Hoy hablaré de mí


Hace apenas un año mi vida sufría un giro esperado: me despedían de mi anterior trabajo. Una noticia que me llenaba de alivio y me permitía emprender nuevos caminos. No siempre es fácil asimilar estos cambios, sobre todo si has superado la barrera de los 40, porque todavía hay quien piensa que la edad puede ser un obstáculo, aunque para mí siempre será una bendición. Así que yo hice frente a esa situación lleno de optimismo y, en mi caso, las plegarias sí fueron atendidas. Encontré inmediatamente un nuevo reto laboral del que estoy a punto de celebrar el primer aniversario con entusiasmo y energía. Como no puede ser de otra manera, cuando estás en la fase de enamoramiento, porque te vuelve a gustar lo que haces y retas a tu mente a dar siempre una vuelta de tuerca más.

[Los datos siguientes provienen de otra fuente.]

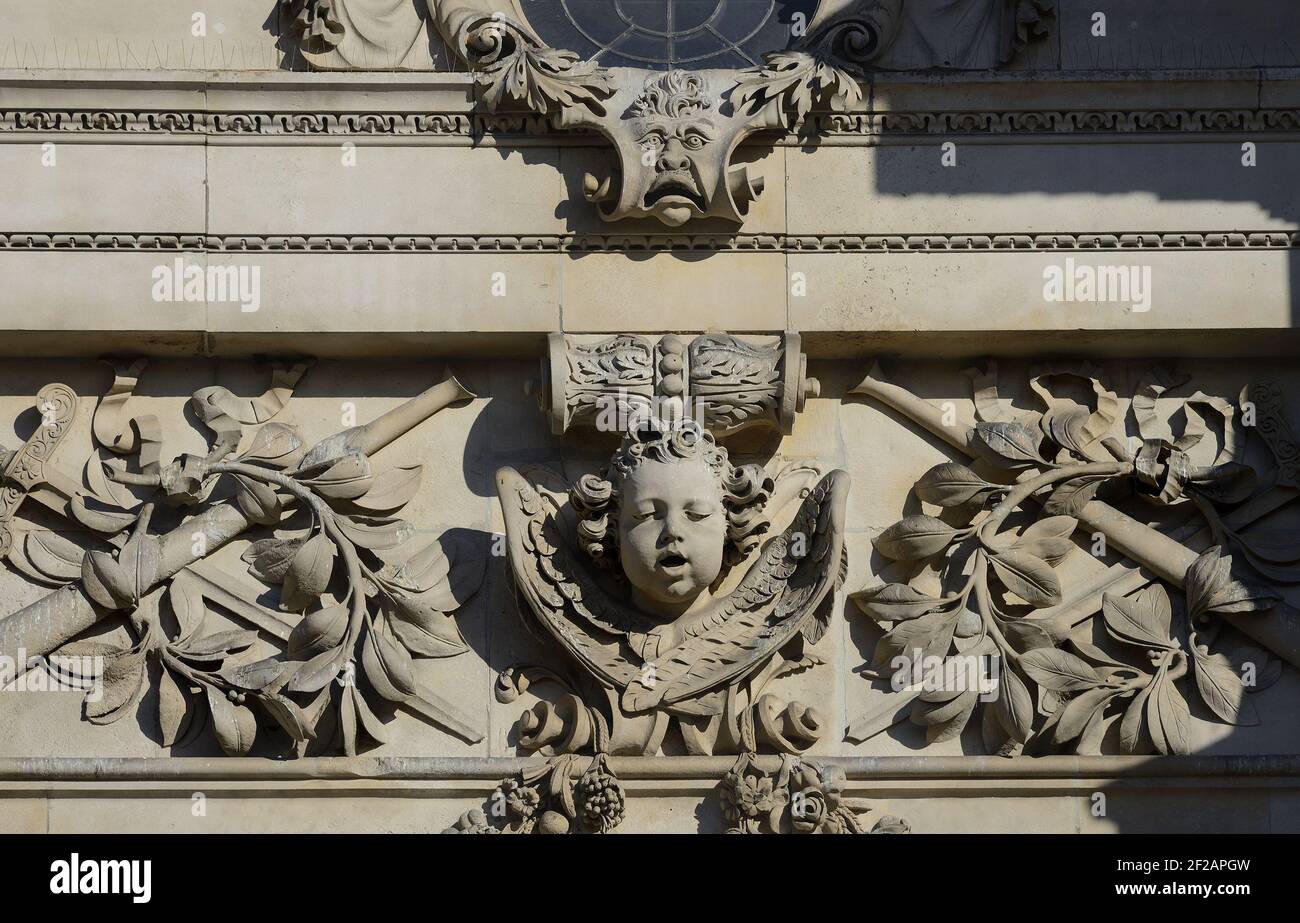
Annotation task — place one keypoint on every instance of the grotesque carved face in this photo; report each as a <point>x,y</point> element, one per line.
<point>674,138</point>
<point>672,528</point>
<point>672,131</point>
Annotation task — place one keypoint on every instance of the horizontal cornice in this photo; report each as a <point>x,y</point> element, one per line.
<point>560,243</point>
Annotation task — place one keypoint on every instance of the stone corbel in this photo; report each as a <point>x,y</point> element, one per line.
<point>724,382</point>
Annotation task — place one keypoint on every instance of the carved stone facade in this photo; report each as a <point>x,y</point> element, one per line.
<point>477,416</point>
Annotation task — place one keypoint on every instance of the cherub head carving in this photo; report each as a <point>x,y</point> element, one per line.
<point>670,512</point>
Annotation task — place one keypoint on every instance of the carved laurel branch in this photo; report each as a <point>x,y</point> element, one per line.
<point>511,64</point>
<point>368,590</point>
<point>1056,688</point>
<point>796,82</point>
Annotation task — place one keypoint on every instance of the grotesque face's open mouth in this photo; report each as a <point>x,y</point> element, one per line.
<point>677,189</point>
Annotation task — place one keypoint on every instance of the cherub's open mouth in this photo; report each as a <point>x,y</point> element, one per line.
<point>679,186</point>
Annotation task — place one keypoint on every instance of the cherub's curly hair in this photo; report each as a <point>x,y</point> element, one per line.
<point>745,489</point>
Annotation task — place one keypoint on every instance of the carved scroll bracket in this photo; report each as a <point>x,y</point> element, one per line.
<point>724,382</point>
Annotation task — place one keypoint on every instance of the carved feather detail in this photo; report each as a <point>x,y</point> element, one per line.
<point>774,602</point>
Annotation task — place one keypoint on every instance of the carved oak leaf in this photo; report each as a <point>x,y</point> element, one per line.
<point>914,538</point>
<point>276,445</point>
<point>317,632</point>
<point>423,629</point>
<point>124,685</point>
<point>391,489</point>
<point>388,667</point>
<point>797,82</point>
<point>893,602</point>
<point>308,572</point>
<point>1058,670</point>
<point>177,707</point>
<point>269,558</point>
<point>234,724</point>
<point>1008,443</point>
<point>345,479</point>
<point>512,64</point>
<point>1048,538</point>
<point>1028,577</point>
<point>1142,620</point>
<point>949,485</point>
<point>1212,588</point>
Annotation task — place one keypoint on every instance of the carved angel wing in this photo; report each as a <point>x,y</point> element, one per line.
<point>778,598</point>
<point>598,631</point>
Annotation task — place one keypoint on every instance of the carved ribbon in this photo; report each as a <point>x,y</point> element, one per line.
<point>118,433</point>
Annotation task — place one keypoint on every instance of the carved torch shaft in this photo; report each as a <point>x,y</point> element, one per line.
<point>57,618</point>
<point>1278,629</point>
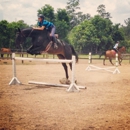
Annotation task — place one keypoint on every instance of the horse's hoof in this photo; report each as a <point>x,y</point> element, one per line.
<point>65,81</point>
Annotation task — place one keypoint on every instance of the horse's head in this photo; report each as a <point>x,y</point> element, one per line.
<point>20,38</point>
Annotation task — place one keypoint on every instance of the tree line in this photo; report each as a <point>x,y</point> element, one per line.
<point>84,32</point>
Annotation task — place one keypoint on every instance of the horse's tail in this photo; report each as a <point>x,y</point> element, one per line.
<point>103,53</point>
<point>74,53</point>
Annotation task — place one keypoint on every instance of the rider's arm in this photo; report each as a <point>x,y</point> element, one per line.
<point>39,28</point>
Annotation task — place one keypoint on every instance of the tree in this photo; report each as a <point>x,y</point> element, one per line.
<point>8,32</point>
<point>101,9</point>
<point>48,12</point>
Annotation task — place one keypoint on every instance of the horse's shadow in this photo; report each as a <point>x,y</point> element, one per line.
<point>37,87</point>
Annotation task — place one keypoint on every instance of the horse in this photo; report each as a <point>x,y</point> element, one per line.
<point>41,42</point>
<point>5,50</point>
<point>112,54</point>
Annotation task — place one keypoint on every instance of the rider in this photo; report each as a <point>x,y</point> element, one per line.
<point>115,48</point>
<point>42,23</point>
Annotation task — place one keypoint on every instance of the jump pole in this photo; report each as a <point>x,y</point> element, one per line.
<point>93,67</point>
<point>71,87</point>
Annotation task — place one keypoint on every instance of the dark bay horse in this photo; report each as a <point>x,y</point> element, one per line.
<point>112,54</point>
<point>41,42</point>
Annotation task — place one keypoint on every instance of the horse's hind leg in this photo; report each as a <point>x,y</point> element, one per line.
<point>64,65</point>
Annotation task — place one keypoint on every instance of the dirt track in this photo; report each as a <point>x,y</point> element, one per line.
<point>104,105</point>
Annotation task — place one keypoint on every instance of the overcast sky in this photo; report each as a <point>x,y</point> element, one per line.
<point>14,10</point>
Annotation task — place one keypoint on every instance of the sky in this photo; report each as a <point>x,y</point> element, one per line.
<point>14,10</point>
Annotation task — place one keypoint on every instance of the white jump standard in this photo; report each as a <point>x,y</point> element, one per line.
<point>71,87</point>
<point>109,69</point>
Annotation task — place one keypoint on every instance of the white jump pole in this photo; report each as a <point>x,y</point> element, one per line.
<point>92,67</point>
<point>14,80</point>
<point>71,87</point>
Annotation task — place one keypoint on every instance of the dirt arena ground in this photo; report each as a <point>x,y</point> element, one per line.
<point>104,105</point>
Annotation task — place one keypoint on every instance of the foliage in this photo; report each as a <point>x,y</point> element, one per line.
<point>48,12</point>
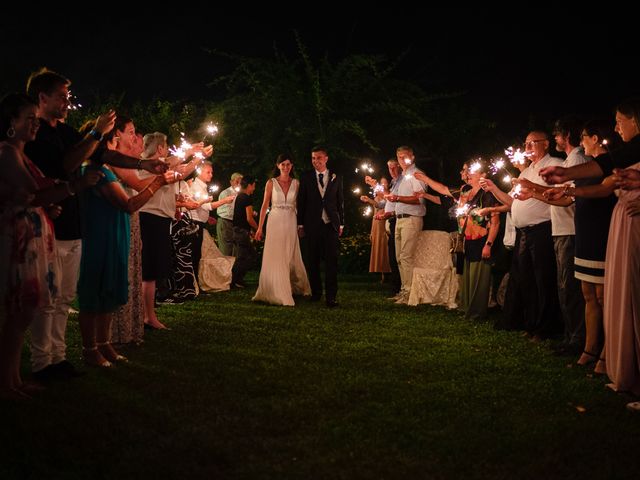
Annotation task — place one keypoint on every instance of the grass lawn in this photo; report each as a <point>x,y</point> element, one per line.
<point>366,390</point>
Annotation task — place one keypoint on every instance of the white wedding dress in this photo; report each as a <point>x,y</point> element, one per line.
<point>282,274</point>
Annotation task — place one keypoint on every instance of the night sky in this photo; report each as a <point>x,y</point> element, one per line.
<point>514,68</point>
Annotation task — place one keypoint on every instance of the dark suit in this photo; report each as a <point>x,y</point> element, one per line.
<point>322,238</point>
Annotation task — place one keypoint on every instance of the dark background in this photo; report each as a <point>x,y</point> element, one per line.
<point>518,69</point>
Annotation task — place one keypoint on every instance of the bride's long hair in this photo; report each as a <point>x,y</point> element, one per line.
<point>281,158</point>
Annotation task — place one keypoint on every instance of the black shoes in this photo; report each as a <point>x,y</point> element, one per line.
<point>59,371</point>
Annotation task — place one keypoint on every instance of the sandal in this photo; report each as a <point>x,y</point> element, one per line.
<point>108,352</point>
<point>592,358</point>
<point>93,358</point>
<point>600,367</point>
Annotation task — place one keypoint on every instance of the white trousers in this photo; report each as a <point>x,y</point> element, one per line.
<point>48,329</point>
<point>407,231</point>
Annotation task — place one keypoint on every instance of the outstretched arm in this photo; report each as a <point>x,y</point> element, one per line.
<point>266,201</point>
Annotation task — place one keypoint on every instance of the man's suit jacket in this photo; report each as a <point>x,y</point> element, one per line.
<point>310,202</point>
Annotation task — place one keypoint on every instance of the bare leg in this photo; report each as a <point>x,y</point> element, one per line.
<point>593,323</point>
<point>11,340</point>
<point>103,339</point>
<point>89,330</point>
<point>149,295</point>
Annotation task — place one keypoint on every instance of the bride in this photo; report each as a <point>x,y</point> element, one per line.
<point>282,274</point>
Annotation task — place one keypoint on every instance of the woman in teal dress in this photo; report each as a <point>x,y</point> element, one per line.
<point>103,284</point>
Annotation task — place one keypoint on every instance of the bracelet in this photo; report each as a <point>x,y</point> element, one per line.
<point>97,136</point>
<point>67,186</point>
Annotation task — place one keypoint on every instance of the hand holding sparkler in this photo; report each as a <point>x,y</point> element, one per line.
<point>105,122</point>
<point>171,176</point>
<point>554,175</point>
<point>372,182</point>
<point>210,130</point>
<point>633,208</point>
<point>153,166</point>
<point>553,194</point>
<point>627,178</point>
<point>487,185</point>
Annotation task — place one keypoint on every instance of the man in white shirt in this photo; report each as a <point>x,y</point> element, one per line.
<point>224,228</point>
<point>409,213</point>
<point>200,194</point>
<point>531,301</point>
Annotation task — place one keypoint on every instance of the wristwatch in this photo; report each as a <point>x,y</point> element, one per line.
<point>96,135</point>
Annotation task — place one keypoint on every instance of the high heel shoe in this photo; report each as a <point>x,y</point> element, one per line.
<point>93,358</point>
<point>587,358</point>
<point>601,367</point>
<point>108,352</point>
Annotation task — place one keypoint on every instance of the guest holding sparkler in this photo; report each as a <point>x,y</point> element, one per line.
<point>282,274</point>
<point>103,283</point>
<point>30,270</point>
<point>243,225</point>
<point>58,151</point>
<point>409,211</point>
<point>388,215</point>
<point>379,258</point>
<point>155,221</point>
<point>531,300</point>
<point>224,227</point>
<point>567,137</point>
<point>622,278</point>
<point>480,232</point>
<point>200,194</point>
<point>592,220</point>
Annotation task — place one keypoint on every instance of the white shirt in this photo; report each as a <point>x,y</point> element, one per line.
<point>562,218</point>
<point>525,213</point>
<point>407,186</point>
<point>226,210</point>
<point>200,191</point>
<point>163,201</point>
<point>322,189</point>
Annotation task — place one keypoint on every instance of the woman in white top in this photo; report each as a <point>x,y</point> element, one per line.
<point>282,274</point>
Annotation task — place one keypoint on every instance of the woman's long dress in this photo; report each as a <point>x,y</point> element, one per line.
<point>379,260</point>
<point>622,295</point>
<point>282,274</point>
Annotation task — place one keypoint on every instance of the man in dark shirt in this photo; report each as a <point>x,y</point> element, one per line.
<point>59,151</point>
<point>243,223</point>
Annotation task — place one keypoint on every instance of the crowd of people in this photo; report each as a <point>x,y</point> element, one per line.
<point>107,216</point>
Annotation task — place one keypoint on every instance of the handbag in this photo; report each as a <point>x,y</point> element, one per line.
<point>184,226</point>
<point>458,238</point>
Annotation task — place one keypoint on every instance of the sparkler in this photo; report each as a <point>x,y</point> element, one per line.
<point>517,156</point>
<point>516,190</point>
<point>497,165</point>
<point>211,130</point>
<point>365,168</point>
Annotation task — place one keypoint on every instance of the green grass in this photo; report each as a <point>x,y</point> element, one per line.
<point>367,390</point>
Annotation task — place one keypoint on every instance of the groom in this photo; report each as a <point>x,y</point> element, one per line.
<point>320,221</point>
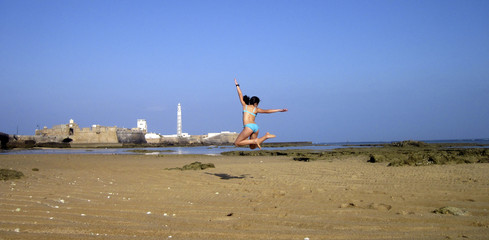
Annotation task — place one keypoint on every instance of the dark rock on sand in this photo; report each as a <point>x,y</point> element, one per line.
<point>7,174</point>
<point>450,210</point>
<point>194,166</point>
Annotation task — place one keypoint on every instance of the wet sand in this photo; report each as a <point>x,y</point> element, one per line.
<point>134,197</point>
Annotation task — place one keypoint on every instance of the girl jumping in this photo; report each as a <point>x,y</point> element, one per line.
<point>250,128</point>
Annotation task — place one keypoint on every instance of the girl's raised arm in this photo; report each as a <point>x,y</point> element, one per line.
<point>259,110</point>
<point>240,94</point>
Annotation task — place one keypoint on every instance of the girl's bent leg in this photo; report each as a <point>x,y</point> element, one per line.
<point>241,139</point>
<point>252,137</point>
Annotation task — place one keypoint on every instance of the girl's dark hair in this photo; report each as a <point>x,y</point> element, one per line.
<point>251,101</point>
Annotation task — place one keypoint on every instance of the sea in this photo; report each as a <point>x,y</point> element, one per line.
<point>217,150</point>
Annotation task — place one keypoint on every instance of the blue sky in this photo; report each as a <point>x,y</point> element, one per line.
<point>346,70</point>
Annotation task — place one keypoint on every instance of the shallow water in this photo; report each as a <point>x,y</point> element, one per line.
<point>206,150</point>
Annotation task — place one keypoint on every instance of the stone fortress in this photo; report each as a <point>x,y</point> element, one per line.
<point>113,136</point>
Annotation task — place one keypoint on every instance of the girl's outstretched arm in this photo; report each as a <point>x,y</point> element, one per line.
<point>259,110</point>
<point>240,94</point>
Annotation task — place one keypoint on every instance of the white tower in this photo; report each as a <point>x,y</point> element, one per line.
<point>179,120</point>
<point>142,125</point>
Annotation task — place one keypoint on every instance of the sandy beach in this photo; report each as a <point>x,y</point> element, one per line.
<point>135,197</point>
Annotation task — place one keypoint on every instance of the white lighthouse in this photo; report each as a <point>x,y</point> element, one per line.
<point>179,120</point>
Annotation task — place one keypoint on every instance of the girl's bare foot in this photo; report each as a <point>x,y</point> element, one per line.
<point>257,144</point>
<point>262,139</point>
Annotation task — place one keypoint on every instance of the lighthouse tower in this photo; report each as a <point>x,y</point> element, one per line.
<point>179,120</point>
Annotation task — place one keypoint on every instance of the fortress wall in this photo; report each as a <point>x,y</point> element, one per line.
<point>96,134</point>
<point>130,136</point>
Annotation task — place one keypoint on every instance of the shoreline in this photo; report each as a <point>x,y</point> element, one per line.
<point>243,197</point>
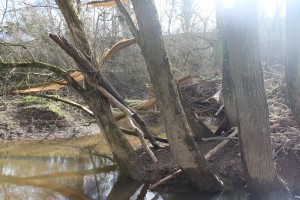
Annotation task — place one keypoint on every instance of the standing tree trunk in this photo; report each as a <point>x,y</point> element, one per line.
<point>293,56</point>
<point>182,143</point>
<point>221,59</point>
<point>123,152</point>
<point>241,36</point>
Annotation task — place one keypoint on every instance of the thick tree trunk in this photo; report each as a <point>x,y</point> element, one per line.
<point>241,36</point>
<point>119,145</point>
<point>227,88</point>
<point>182,143</point>
<point>293,56</point>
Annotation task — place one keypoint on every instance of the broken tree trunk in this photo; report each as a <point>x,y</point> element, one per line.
<point>181,140</point>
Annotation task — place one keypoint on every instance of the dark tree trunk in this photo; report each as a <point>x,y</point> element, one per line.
<point>222,59</point>
<point>241,37</point>
<point>119,145</point>
<point>293,56</point>
<point>182,143</point>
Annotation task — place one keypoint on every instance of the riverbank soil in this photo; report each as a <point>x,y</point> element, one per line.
<point>41,120</point>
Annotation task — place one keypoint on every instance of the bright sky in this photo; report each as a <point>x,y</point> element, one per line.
<point>268,7</point>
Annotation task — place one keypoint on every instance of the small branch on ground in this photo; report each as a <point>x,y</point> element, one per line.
<point>207,156</point>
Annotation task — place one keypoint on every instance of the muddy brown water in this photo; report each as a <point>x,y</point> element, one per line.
<point>64,172</point>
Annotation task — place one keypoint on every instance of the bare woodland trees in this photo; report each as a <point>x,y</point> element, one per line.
<point>293,56</point>
<point>241,37</point>
<point>243,90</point>
<point>182,143</point>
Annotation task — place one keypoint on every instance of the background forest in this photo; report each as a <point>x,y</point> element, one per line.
<point>188,26</point>
<point>213,71</point>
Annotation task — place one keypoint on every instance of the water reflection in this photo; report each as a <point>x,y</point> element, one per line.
<point>84,176</point>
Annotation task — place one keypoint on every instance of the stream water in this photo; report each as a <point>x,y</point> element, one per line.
<point>76,173</point>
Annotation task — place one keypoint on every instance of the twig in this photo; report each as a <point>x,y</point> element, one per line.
<point>132,27</point>
<point>219,138</point>
<point>207,156</point>
<point>218,112</point>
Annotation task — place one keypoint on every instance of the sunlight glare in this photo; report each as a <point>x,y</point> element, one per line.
<point>228,3</point>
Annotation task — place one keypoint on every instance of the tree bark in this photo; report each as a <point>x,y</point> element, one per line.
<point>241,37</point>
<point>222,59</point>
<point>293,56</point>
<point>182,143</point>
<point>119,145</point>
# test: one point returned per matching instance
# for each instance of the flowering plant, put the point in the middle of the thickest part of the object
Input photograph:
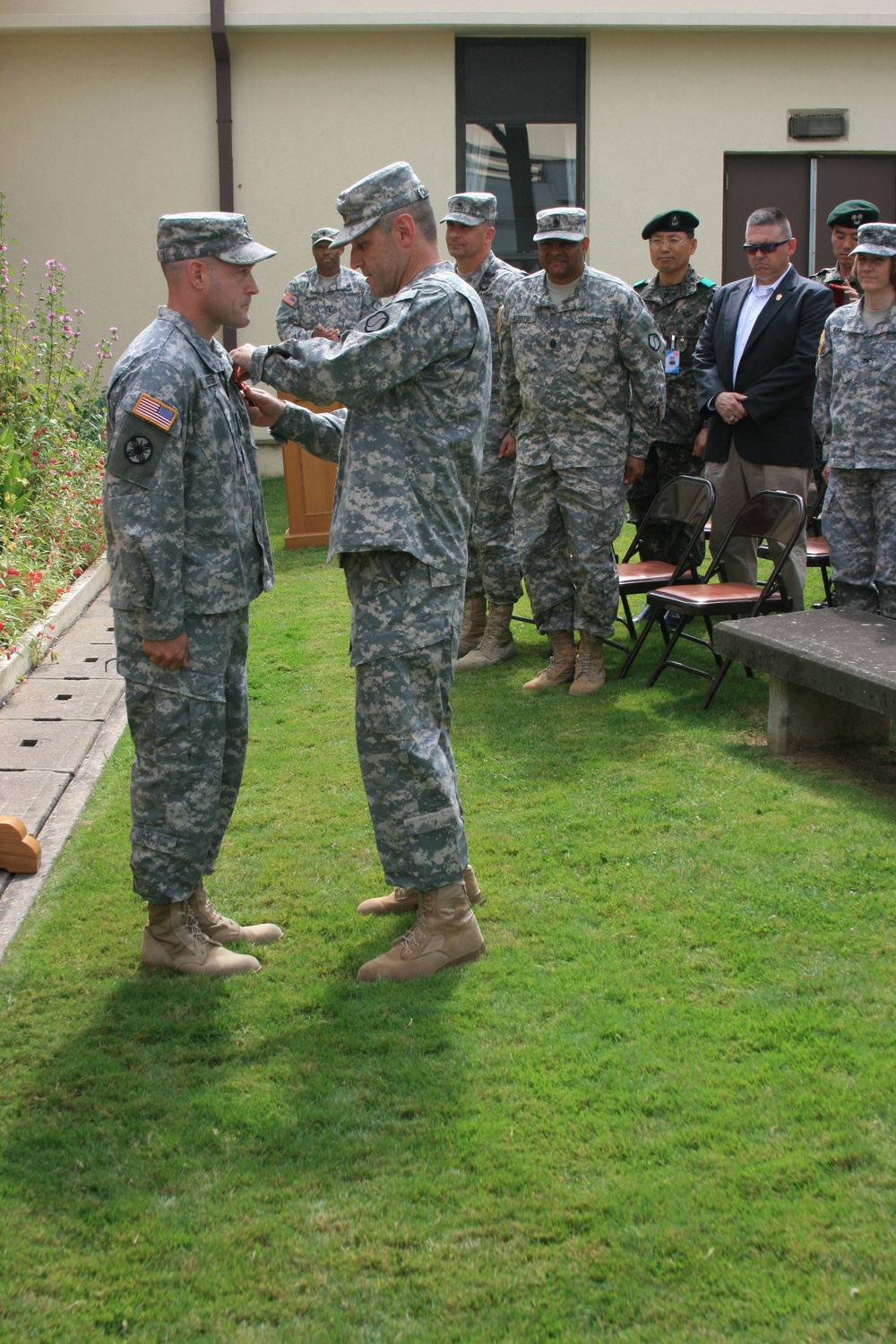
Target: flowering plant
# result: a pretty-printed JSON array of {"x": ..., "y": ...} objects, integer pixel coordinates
[{"x": 51, "y": 445}]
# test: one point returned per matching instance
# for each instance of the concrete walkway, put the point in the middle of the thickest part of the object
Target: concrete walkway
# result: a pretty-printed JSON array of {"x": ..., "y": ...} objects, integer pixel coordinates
[{"x": 56, "y": 731}]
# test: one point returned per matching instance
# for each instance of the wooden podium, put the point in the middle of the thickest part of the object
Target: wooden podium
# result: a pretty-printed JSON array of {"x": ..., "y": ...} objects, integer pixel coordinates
[{"x": 309, "y": 489}]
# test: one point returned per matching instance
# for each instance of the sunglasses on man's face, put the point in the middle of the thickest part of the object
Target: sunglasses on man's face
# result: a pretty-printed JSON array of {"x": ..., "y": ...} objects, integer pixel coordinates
[{"x": 766, "y": 249}]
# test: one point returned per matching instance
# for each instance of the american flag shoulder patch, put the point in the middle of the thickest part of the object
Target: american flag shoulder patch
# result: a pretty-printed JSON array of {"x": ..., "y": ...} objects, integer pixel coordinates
[{"x": 155, "y": 411}]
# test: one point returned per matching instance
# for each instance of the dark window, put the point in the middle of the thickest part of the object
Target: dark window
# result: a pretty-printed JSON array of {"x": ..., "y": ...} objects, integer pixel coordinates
[{"x": 520, "y": 131}]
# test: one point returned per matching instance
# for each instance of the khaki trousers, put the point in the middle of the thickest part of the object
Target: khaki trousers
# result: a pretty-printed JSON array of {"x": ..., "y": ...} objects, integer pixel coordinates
[{"x": 737, "y": 480}]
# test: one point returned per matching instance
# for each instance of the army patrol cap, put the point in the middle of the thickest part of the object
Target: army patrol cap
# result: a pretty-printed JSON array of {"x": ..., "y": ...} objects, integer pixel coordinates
[
  {"x": 876, "y": 241},
  {"x": 323, "y": 236},
  {"x": 673, "y": 222},
  {"x": 379, "y": 194},
  {"x": 203, "y": 234},
  {"x": 850, "y": 214},
  {"x": 567, "y": 225},
  {"x": 471, "y": 207}
]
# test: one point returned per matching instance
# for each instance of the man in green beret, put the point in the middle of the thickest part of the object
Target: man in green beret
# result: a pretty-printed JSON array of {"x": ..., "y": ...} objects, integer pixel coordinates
[
  {"x": 844, "y": 222},
  {"x": 677, "y": 298}
]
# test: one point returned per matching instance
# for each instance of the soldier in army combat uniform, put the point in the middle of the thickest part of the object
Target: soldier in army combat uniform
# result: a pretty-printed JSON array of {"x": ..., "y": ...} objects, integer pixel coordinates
[
  {"x": 583, "y": 390},
  {"x": 493, "y": 567},
  {"x": 416, "y": 379},
  {"x": 677, "y": 298},
  {"x": 844, "y": 222},
  {"x": 855, "y": 417},
  {"x": 327, "y": 298},
  {"x": 188, "y": 551}
]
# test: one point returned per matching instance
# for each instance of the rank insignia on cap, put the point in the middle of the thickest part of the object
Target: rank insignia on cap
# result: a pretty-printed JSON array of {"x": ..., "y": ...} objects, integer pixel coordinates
[
  {"x": 137, "y": 449},
  {"x": 155, "y": 411}
]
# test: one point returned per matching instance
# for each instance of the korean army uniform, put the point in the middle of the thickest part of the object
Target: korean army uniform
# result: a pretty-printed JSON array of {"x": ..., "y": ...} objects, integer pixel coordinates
[{"x": 678, "y": 312}]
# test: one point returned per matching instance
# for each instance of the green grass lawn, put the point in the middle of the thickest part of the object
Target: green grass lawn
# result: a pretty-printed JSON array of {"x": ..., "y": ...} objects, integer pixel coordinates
[{"x": 661, "y": 1109}]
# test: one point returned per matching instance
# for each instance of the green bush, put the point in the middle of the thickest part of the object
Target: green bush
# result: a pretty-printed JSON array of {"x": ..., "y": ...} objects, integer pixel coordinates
[{"x": 51, "y": 445}]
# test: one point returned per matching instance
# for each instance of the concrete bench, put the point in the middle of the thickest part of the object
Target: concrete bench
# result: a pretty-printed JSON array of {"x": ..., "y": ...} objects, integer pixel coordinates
[{"x": 831, "y": 675}]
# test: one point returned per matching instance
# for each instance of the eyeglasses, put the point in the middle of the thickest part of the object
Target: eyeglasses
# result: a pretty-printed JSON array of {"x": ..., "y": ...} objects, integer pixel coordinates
[{"x": 766, "y": 249}]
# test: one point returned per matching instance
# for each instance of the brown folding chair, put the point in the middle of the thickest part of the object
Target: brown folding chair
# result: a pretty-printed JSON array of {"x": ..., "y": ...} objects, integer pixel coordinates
[
  {"x": 686, "y": 499},
  {"x": 771, "y": 515},
  {"x": 817, "y": 553}
]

Ayer viajaba a Torremolinos para cerrar la compra de un piso después de casi diez meses de búsqueda. Era otro deseo que quería poner en pie porque este giro de guión me había dotado de las condiciones financieras para poder hacerlo realidad. Fui y vine tantas veces que más de una ocasión estuve tentado de decir, como Rocío Jurado, “no vuelvo más nunca al AVE”, pero la perseverancia, una vez más, dio sus frutos. Porque, en un momento en el que me intentaban hacer creer que los precios crecían por días y que tenía que comprar cualquier cosa antes de que fuera demasiado tarde, encontré mi oportunidad y no la dejé escapar.

Ayer, en el tren de vuelta, cansado por un día de muchas emociones y las mil gestiones, pensaba que la vida me viene tratando muy bien últimamente. Estoy fenomenal de salud, tengo una familia férrea siempre a mi lado, sigo contando con amigos que me han ayudado a levantarme cuando me he caído. Y, como Antonia Dell’ Atte, de mi vida privada no hablo.

No al pesimismo

Detesto los refranes, porque no son verdaderos. Sobre todo aquel que mantiene que “dime de lo que presumes y te diré de lo que careces”. Creo que estamos tan acostumbrados a quejarnos y está tan mal visto socialmente que digas que te van bien las cosas, que nos perdemos la oportunidad de hacer partícipes a los demás de nuestra felicidad. Incluso nosotros mismos nos acostumbramos más a la queja que a pellizcarnos para darnos cuenta de que lo que nos está pasando es verdad.

Estoy contento con quien soy y con cómo estoy, así que lo único que le pido a Dios (en quien no creo) es que no me siga quitando seres queridos, de forma repentina o tras largas enfermedades. Porque en esto sí tengo queja. Y mucha. En pocos años se me ha ido demasiada gente, pero el hacer tantos duelos me ha ayudado a vivir con el pie más en el presente que en el futuro. A ser consciente de que el tiempo es tan limitado que no puedo ni perderlo ni regalarlo. A elegir con quién estoy y dónde.